Business letters are commonly used for job offers, requests for information, or as a letter of introduction. With this lesson plan, students will write a business letter to learn more about a profession of their choice. Review this information with students. Business letters must contain:
- A heading, the address of the business, a greeting, a body, a conclusion, and a signature.
- Formal, polite language with a clear purpose with relevant background information.
- Standard business formatting with consistent spacing and indentations.
Write a business letter to learn more about a profession.
- Prewriting – Choose a topic by listing your strengths and professions that suit your strengths. Remember, some strengths you have yet to develop. Dream big. Use your dream job as the subject of your letter.
- Prewriting – Search the internet, phone book, newspaper classifieds or a business directory to find the address of a business you’d like to contact.
- Prewriting – Note questions you may want to ask in your letter.
- Prewriting – Gather background information on the profession and the company to which you are writing. Research critical issues in choosing a profession: salary, hours, job outlook and opportunities.

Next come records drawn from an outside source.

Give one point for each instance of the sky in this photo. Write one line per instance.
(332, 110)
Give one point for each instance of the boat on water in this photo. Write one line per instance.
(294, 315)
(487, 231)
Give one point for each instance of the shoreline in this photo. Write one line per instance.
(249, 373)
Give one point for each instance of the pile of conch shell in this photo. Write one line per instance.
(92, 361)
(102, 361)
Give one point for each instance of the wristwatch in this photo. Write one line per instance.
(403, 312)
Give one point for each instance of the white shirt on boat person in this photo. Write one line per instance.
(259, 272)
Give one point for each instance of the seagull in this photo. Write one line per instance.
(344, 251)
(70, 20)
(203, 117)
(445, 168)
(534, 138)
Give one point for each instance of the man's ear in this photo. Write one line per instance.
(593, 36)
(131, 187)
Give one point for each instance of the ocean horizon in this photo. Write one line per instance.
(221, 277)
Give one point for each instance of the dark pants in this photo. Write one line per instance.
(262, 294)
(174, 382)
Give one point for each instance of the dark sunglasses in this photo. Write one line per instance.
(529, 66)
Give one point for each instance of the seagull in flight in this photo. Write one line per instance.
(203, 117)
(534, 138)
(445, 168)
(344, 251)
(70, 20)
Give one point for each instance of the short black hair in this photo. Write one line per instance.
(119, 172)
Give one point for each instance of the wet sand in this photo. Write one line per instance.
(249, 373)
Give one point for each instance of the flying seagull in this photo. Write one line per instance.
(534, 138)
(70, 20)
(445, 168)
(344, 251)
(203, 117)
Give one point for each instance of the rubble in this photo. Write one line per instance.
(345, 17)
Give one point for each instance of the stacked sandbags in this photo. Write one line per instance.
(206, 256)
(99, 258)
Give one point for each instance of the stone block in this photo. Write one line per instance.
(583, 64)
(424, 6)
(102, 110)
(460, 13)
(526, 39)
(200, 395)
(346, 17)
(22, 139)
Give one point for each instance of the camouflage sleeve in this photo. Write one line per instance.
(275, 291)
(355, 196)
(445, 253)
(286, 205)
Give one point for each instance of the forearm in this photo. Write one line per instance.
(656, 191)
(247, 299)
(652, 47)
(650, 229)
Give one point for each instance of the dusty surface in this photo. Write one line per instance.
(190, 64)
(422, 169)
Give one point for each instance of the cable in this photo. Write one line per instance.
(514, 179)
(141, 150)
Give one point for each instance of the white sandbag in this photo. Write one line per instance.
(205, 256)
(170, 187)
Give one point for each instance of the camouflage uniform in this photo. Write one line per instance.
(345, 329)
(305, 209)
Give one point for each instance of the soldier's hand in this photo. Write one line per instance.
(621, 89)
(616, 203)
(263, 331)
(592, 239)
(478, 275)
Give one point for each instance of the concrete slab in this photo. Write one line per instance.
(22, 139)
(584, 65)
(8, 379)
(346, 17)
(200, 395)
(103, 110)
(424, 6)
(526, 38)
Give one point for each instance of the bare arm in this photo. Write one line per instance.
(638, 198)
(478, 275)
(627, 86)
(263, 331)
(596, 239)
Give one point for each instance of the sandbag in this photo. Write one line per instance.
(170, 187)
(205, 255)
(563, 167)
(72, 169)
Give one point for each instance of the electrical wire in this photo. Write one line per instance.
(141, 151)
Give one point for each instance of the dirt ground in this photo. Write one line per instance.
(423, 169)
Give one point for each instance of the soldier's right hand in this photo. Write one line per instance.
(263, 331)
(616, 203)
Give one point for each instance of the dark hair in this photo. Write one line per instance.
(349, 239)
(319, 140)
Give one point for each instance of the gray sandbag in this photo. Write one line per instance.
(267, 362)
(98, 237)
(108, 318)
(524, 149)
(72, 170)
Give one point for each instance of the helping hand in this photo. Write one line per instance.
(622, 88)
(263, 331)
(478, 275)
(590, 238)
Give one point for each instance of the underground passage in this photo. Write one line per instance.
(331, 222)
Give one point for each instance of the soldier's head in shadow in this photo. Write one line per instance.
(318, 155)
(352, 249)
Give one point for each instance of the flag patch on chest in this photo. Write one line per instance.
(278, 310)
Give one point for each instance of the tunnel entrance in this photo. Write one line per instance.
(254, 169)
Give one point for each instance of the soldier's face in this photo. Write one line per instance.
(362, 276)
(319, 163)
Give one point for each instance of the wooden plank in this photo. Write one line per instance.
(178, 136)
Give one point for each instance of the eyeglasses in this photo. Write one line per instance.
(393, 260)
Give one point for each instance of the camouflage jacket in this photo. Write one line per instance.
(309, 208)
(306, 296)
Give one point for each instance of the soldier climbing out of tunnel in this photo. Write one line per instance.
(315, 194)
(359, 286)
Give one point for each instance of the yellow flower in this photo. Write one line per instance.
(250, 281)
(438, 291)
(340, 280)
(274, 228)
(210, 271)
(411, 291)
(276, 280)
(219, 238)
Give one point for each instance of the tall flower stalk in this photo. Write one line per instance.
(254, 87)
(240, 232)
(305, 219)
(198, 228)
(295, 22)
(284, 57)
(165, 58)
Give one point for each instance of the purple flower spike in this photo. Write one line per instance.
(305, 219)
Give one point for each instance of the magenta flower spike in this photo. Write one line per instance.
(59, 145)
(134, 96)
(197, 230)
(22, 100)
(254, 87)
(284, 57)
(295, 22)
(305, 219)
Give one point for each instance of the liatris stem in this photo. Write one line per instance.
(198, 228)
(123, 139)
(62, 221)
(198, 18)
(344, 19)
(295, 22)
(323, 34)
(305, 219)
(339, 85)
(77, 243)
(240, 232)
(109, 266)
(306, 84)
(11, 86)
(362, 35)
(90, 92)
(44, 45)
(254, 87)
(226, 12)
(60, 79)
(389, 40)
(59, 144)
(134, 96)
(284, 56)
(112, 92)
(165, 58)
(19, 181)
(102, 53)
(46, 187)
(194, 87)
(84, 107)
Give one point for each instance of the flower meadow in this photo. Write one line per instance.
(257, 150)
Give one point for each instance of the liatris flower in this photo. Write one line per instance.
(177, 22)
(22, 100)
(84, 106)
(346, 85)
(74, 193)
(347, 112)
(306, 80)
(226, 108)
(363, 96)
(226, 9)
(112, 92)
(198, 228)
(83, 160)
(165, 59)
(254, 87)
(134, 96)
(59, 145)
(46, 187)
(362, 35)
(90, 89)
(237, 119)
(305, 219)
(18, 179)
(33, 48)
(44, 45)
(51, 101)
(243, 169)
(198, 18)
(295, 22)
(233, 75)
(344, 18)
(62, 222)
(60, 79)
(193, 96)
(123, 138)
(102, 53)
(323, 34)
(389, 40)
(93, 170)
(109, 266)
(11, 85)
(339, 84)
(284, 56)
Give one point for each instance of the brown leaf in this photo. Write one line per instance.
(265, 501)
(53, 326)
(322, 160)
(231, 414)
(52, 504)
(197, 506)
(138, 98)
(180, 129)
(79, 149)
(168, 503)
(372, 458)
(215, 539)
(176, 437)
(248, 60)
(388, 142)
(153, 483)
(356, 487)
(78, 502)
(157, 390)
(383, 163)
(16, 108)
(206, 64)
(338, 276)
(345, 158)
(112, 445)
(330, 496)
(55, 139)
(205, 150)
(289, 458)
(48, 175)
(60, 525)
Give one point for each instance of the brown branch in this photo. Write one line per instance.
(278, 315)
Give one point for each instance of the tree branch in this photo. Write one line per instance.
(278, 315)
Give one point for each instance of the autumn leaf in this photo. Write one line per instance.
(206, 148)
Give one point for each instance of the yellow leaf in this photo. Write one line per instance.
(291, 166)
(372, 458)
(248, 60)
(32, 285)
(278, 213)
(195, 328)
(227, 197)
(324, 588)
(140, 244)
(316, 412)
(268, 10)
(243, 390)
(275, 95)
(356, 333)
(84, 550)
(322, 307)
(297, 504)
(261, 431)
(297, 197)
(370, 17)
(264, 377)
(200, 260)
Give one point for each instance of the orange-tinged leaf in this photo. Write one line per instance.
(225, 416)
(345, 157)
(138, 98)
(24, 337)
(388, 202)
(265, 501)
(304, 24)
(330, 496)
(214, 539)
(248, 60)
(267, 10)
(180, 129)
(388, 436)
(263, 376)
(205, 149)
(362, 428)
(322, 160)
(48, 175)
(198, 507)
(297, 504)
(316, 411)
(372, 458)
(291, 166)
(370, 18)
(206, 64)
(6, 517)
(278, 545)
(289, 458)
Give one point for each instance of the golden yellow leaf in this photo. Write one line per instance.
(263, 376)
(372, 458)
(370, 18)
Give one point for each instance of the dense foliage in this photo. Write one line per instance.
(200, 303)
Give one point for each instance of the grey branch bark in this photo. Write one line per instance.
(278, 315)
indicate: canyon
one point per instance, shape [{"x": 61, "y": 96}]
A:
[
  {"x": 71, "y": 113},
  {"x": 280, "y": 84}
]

- Prewriting – Identify your purpose. Remind yourself of the letter’s purpose by writing a purpose statement and placing it near you as you write.
- Drafting – Begin by selecting a format: block format or modified block format. Make sure the letter contains all essential parts of a business letter.
- Drafting – Remember your audience. You are addressing a busy professional and should write respectfully. Include only essential information. Leave the flowery prose for your creative writing assignment. Make your information clear. Use formal style, vocabulary, and tone.
- Drafting – Be clear on your purpose. Explain what you want the letter recipient to do, if anything. Do you want an interview, talk on the phone, or gather information, for example. Revising – Review your purpose for writing. Find details that support your purpose. Delete details that do not. Revising – Make sure your language is suitable to your purpose and audience.